Es el olvido, una herramienta del tiempo. El olvido son los jugos gástricos de ese tiempo, que lo digieren todo hasta convertirlo en la pulpa pastosa que alimenta el sinuoso, imparable reptar de ese gusano inabarcable, imparable, empeñado en correr en una sola dirección. Es el olvido que crece como un polvo minúsculo, acaparador, capaz de fijarse y consumir todos los recuerdos, incluso lo más preciosos, los que creíamos más vivos, siempre vivos, los que hemos cuidado, y cuidamos, con ternura y tesón; el olvido lo alcanza todo y lo prepara para el paso irresoluble del tiempo.

Siempre he dicho que yo no olvido. Y no lo hago. Yo no olvido. Pero el olvido lo alcanza todo, porque, al contrario que nosotros, es inmortal, siempre existió, desde que el primer recuerdo surgió en mitad de la nada presente del universo, desde el instante en que el primer ser tuvo que recordar, el olvido comenzó a crecer. Olvidar no es un acto consciente; todo el que ha tratado de olvidar, lo sabe. Porque el olvido no depende tanto de nosotros como del olvido en sí mismo, y de su padre, de su cuerpo, de su instructor, el tiempo. El olvido es servil, pero eficaz. Cumple la función de no dejar nada que pueda llegar a interrumpir el brutal deslizar baboso del tiempo. Queremos no olvidar, pero olvidamos. Queremos olvidar, y no olvidamos, pero, aun así, acabaremos olvidando. ¡Maldita deglución temporal gravitatoria!
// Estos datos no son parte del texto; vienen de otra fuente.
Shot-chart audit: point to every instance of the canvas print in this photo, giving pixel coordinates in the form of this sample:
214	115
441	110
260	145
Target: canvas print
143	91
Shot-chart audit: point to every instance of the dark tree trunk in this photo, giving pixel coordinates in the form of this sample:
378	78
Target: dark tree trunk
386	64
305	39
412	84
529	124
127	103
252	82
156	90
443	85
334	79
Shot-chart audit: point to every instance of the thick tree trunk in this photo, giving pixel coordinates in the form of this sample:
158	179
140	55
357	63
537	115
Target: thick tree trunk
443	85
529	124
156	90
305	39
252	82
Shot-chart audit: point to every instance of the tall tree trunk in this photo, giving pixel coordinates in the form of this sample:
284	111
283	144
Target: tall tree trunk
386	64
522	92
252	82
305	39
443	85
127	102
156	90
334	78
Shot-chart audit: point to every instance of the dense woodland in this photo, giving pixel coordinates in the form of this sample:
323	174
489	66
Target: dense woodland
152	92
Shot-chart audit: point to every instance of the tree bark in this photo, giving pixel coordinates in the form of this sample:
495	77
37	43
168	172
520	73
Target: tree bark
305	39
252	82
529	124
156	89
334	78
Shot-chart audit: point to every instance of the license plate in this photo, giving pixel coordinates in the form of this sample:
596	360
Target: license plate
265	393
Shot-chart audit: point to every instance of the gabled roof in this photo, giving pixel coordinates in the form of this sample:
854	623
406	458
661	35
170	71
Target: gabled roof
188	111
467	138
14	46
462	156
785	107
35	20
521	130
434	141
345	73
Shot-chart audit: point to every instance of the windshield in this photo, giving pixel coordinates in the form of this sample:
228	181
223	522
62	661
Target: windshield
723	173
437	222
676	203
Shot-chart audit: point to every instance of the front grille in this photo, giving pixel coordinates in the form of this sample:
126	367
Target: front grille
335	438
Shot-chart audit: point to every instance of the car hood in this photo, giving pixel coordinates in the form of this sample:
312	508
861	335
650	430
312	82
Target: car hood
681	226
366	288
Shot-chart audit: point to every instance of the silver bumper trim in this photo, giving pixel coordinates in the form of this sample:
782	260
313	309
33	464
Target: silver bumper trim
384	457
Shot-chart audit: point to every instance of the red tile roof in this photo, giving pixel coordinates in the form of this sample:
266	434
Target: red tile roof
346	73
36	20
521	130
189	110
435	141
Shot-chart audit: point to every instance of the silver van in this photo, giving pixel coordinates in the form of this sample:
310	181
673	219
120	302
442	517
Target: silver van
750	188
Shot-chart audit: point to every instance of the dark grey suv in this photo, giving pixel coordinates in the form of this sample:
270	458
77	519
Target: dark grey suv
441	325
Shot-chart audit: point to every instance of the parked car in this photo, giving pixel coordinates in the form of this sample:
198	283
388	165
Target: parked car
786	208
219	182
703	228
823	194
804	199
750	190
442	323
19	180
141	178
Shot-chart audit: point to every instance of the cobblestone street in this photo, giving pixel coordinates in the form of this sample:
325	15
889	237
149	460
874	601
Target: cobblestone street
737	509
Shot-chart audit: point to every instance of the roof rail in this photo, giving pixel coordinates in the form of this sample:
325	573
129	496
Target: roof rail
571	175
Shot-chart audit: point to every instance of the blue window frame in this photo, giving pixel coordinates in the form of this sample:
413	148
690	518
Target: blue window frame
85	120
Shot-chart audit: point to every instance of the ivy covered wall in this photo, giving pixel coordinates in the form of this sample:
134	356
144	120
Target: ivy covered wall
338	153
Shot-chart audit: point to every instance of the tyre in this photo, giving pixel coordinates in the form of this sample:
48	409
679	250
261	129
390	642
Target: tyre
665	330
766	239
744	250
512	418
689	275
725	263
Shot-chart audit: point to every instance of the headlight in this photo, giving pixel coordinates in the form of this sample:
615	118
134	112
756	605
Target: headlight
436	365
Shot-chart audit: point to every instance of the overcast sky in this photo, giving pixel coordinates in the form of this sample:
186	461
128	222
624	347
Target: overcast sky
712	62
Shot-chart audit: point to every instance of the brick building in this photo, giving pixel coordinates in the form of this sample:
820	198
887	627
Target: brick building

No he olvidado, aunque a veces haya querido. No he olvidado tus cielos ni tus montes. No he olvidado tus pieles ni el gesto cansado de tus palabras. No olvido, no todavía, pero veo el olvido crecerse, mirarme, asomado a las fronteras de todos esos recuerdos que cuido con mimo. Y lo espanto, a manotazos, lo blindo, lo pulo y protejo con el barniz de una evocación medida y constante. Pero lo sé. Es el olvido. Un día olvidaré. Olvidaremos. Y aunque no olvidemos, un día no estaremos para defender, limpiar y pulir, y todo lo que somos, lo que fuimos, todos esos recuerdos, nuestra memoria más pura, el núcleo brillante de todo que imaginamos, desaparecerá, digerido y consumido por el olvido y la dolorosa e incomprensible naturaleza unidireccional del tiempo.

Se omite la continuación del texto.